BPP algorithms are Monte Carlo algorithms because they have a low probability of delivering a wrong result.

definition

A language is in the complexity class if and only if there is a probabilistic Turing machine for which the following applies:

  • runs for all inputs in polynomial time

The constant 2/3 is chosen arbitrarily. Any constant really larger than 1/2 and even for a constant (where is the input length) leads to an equivalent definition.

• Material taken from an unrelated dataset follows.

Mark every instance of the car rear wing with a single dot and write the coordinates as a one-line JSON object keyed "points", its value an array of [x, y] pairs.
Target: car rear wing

In contrast to the complexity class ZPP , it is required here that the runtime of the Turing machine is polynomial for all inputs. This requirement can be weakened so that, as with ZPP, the only requirement is that the expected value of the running time is limited by a polynomial; the two definitions are equivalent.

properties

BPP is completed under complement formation, union and editing. That means that for two languages too . So it is co-BPP = BPP.

There is no known BPP complete problem and there are indications that there are no BPP complete problems.

Relationship to other complexity classes

Inclusions between probabilistic complexity classes

The class BPP lies between the classes RP and co-RP, in which only one-sided errors are allowed, and PP , in which only an error limit smaller than 1/2 is required, which may also depend on the input length. So (RP co-RP) ⊆ BPP ⊆ PP applies . It is unknown whether the inclusions are real, since P ⊆ RP and PP ⊆ PSPACE .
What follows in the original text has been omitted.